Dates: 15-16 avril 2015
Lieux: Paris et Lille
Date limite de réponse à l’appel: 5 janvier 2015

L’atelier privilégiera la pluridisciplinarité et l’interdisciplinarité pour aborder la notion même d’argumentation et ses diverses théorisations depuis l’Antiquité et dans des cadres qui ne sont pas nécessairement guerriers. Puis trois axes de réflexion seront privilégiés.
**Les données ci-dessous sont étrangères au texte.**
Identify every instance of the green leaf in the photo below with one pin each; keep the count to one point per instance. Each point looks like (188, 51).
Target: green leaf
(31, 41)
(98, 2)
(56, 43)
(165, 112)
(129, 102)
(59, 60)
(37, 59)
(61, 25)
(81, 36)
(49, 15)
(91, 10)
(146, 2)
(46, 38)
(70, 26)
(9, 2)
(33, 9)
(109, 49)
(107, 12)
Il s’agira d’abord de s’attacher à l’argumentation comme outil de légitimation ou de dénonciation des conflits et de comprendre, par qui, pour quelles raisons et comment la guerre est constamment et diversement justifiée ou contestée ? Toutefois, l’argumentation sur la guerre ne se limite ni à la sphère civile, ni au temps du conflit. A l’arrière comme sur le front, avant et pendant l’affrontement, il faut encore persuader les combattants de la nécessité de donner leur vie ou d’ôter celle des autres. La guerre génère aussi des discours visant à préparer, convaincre, mobiliser et encourager ceux qui la pratiquent. Les non-combattants sont aussi la cible de discours qui réinvestissent les formes de la culture populaire. Ceux-ci peuvent aussi se les réapproprier et le transformer pour mieux y adhérer ou au contraire le contester. Enfin, toute argumentation ne disparaît pas avec le retour à la paix. C’est alors le temps des bilans, des réflexions sur les réformes à mener et des controverses sociales, militaires, politiques et juridiques. Les guerres continuent d’être l’enjeu de débats mémoriels autour de l’approbation ou de la condamnation de leurs objectifs, de leurs résultats et de leurs acteurs, et pour la récupération de leur charge symbolique. Apparaissent les problématiques liées à la réparation et/ou à la reconnaissance des crimes de guerre, et des outils juridiques de droit international aptes à réparer et/ou à éviter les horreurs du passé.